Occorre un seme: occorre una prassi “stupida”, subita, non compresa, occorre rinunciare a sapere cosa accadrà, che nessun seme garantisce un frutto. Il senso del gesto rituale è questo ed è tremendamente pieno, come un seme minuscolo, che sembra nulla ma che può dare vita ad un albero immenso.

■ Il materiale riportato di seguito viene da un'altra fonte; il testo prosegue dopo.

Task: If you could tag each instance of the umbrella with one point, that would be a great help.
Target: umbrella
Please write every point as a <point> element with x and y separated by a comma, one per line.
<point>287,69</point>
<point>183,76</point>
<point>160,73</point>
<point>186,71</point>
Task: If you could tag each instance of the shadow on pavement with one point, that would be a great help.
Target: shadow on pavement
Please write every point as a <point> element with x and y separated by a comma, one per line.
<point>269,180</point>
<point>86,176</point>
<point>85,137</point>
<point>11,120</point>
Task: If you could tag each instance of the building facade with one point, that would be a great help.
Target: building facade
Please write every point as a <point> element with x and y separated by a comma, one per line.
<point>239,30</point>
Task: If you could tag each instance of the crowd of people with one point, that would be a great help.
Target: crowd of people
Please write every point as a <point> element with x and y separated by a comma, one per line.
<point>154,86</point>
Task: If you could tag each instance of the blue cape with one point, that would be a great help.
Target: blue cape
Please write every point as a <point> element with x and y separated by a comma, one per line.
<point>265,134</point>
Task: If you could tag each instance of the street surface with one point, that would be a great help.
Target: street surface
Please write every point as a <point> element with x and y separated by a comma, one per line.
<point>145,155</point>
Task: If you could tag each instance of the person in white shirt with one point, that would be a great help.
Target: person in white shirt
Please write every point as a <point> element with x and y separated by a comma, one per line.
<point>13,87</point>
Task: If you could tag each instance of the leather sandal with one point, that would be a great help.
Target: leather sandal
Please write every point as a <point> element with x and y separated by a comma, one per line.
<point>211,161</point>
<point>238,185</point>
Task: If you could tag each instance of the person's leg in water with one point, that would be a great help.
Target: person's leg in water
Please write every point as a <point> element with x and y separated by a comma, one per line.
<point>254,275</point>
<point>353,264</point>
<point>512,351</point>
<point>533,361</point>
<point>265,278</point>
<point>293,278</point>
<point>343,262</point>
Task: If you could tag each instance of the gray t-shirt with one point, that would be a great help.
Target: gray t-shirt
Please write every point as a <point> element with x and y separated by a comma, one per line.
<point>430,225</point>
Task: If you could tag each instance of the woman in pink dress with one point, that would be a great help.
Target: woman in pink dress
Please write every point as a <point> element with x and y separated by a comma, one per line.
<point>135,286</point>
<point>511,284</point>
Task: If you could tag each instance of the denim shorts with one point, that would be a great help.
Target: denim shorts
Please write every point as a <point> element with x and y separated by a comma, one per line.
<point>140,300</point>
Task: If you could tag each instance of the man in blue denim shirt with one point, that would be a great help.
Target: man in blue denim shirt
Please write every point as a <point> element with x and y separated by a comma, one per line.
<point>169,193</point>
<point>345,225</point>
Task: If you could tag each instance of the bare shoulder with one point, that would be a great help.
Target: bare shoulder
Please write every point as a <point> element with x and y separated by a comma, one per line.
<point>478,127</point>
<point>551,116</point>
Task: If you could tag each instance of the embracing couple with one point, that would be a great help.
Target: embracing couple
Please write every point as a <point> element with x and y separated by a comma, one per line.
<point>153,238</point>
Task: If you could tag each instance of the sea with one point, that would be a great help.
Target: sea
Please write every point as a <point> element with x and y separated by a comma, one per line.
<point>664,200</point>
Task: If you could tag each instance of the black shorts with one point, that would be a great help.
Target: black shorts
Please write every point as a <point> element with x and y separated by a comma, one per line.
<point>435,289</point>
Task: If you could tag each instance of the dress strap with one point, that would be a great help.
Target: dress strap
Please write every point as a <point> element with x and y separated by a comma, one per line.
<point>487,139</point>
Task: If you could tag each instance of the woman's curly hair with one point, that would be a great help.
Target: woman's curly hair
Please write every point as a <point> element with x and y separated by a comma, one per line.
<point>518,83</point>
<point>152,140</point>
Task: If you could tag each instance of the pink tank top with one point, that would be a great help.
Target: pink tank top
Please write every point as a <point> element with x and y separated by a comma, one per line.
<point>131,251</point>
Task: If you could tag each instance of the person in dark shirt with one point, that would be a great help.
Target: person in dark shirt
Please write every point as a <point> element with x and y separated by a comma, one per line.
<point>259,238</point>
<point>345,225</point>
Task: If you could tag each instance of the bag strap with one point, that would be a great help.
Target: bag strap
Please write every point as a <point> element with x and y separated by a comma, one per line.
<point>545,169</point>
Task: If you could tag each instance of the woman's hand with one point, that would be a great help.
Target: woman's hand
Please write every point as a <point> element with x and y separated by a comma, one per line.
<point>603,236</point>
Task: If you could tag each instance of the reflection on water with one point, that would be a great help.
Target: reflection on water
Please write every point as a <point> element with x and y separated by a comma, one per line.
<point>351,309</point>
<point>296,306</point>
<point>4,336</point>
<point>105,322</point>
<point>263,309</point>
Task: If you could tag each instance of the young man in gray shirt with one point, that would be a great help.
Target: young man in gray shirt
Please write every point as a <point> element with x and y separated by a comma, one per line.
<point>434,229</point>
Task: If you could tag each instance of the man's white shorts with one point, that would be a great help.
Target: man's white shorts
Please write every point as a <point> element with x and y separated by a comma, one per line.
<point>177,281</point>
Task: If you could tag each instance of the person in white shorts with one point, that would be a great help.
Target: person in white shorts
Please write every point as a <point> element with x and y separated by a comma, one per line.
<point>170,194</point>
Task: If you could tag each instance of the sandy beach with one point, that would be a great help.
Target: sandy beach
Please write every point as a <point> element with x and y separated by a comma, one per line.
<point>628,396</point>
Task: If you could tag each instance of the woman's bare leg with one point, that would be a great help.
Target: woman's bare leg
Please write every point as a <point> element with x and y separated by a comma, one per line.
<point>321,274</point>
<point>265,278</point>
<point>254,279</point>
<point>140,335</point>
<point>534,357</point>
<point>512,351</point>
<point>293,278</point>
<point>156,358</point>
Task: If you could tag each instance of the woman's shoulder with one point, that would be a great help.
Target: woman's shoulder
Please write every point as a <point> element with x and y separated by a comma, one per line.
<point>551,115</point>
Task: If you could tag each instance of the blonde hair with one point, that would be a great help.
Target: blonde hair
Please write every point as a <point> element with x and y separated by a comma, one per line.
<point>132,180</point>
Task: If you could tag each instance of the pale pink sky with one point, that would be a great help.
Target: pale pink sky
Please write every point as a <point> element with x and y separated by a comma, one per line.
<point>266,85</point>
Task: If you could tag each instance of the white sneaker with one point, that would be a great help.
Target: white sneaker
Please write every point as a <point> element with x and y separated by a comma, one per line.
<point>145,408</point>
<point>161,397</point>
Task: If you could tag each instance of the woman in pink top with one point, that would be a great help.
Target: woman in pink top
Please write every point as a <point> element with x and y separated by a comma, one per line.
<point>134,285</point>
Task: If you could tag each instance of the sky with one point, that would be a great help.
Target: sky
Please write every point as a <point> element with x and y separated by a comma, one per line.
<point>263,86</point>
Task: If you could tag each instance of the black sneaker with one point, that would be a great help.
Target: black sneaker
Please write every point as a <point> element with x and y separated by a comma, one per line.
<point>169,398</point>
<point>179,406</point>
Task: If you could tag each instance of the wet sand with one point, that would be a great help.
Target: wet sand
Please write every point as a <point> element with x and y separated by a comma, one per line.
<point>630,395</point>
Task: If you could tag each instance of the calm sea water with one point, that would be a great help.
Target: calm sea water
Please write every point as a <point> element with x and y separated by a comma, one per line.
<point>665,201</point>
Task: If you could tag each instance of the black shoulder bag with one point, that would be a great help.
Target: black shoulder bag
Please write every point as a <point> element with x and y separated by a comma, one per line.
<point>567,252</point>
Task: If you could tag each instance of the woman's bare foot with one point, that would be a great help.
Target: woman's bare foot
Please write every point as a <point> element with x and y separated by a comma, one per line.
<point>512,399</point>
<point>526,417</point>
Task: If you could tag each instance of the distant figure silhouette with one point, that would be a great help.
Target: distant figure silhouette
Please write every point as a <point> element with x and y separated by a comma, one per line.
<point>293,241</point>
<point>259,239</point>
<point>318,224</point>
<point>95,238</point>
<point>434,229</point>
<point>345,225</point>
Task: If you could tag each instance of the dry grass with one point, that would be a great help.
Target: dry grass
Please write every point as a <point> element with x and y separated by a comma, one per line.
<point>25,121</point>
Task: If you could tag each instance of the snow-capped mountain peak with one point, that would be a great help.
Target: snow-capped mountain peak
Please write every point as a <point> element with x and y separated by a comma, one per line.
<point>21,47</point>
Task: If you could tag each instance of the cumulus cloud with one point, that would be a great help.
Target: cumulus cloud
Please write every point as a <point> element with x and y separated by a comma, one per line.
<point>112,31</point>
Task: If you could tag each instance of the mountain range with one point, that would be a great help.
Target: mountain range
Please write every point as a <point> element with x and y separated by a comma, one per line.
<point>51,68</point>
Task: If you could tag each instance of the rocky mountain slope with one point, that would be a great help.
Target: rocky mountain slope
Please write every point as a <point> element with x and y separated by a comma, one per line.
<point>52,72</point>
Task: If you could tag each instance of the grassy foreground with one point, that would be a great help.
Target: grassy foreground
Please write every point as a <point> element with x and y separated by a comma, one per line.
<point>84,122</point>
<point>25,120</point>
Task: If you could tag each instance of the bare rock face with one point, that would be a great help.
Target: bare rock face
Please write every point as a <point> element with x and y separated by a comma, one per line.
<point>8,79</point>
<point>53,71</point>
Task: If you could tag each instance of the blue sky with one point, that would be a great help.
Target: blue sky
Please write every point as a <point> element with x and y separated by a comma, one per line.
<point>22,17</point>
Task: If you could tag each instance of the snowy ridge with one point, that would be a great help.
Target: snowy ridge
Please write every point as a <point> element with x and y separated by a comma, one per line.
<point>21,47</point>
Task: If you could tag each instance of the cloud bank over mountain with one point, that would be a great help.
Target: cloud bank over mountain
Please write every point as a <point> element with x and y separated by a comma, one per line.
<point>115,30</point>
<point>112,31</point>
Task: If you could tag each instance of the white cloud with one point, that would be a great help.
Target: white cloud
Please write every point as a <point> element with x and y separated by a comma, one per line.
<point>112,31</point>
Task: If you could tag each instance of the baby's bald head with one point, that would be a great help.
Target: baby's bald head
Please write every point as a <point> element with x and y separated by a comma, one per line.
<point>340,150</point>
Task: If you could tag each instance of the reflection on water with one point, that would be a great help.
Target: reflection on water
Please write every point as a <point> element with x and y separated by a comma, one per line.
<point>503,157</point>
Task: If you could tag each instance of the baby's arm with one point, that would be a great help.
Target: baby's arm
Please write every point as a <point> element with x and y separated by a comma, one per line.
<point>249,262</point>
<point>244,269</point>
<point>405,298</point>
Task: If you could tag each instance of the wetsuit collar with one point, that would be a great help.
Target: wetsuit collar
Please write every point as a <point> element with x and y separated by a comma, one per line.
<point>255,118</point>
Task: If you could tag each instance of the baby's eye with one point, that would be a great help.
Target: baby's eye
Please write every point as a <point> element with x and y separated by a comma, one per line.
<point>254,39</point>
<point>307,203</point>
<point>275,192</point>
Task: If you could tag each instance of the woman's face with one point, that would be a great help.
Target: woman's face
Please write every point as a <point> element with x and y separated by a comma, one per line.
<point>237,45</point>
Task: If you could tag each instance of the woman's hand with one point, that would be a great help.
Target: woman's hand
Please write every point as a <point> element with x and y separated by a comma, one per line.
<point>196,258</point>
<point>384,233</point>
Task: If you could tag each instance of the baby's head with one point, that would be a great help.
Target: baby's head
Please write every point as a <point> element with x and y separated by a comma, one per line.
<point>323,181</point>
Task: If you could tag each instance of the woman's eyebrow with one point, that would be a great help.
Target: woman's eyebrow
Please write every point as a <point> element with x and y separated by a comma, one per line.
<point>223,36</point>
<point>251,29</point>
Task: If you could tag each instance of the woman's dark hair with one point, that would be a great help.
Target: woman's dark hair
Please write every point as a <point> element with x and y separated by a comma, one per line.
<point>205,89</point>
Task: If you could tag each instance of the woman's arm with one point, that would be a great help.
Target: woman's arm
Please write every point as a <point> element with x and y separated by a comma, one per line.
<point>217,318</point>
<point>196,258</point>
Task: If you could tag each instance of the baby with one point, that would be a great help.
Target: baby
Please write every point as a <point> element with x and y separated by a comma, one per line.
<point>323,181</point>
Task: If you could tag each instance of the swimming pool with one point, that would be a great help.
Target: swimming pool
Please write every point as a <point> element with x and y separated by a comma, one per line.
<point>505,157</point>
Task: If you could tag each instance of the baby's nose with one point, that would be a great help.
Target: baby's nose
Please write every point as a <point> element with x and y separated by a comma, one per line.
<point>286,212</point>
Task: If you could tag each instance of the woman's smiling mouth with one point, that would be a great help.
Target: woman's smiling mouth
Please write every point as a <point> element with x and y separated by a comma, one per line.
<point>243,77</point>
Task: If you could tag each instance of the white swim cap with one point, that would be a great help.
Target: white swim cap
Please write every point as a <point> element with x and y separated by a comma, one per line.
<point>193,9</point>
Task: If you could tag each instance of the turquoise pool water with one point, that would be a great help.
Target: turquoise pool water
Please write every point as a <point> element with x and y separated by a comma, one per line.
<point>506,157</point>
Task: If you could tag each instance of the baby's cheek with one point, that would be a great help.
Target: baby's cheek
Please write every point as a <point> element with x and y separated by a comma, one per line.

Ci vuole carne feconda: il corpo è inquinato innanzitutto dai processi mentali ipertrofici e continui, dal senso dell’io, dalla pretesa costante di affermare la propria identità distinguendosi (e quindi dividendosi) dall’altro. Così, ad esempio, nell’Islam si raccomanda il pudore ed il velo, la veste casta che non si fa notare, che passa inosservata, invisibile. Qual è il significato profondo del nascondere il proprio volto? È la rinuncia alla propria identità, ad essere riconosciuta, è diventare nulla, niente. Una donna emancipata leggerebbe questa cosa in maniera negativa, che è un diritto individuale esprimere la propria unicità, la propria individualità, il proprio “essere” unico e speciale ed in questo sta la bestemmia, perché nel sacro l’unicità è solo divina e l’individualità un impedimento alla percezione. Certo, alla donna viene richiesto di non essere seduttiva, perché è in suo potere condurre fuori, potere che esercita nel parto, nel fare innamorare il maschio conducendolo fuori da sé ed inducendolo a perdersi (le femministe mi metteranno al rogo…). Eppure per essere indivisibile in sé occorre essere divisibile da qualcos’altro e quindi prenderne le distanze. Il velo annienta l’individuo, lo uccide, così la veste rituale maschile, identica per tutti, la tonaca dei monaci, la veste dei Sufi.
La morte dell’individuo è necessaria al sacro, il sacrificio ne rappresenta la linfa. È innanzitutto sacrificio di sé, delle proprie necessità di dire “io sono”, percepire il sacro è fare silenzio, è oblio di sé.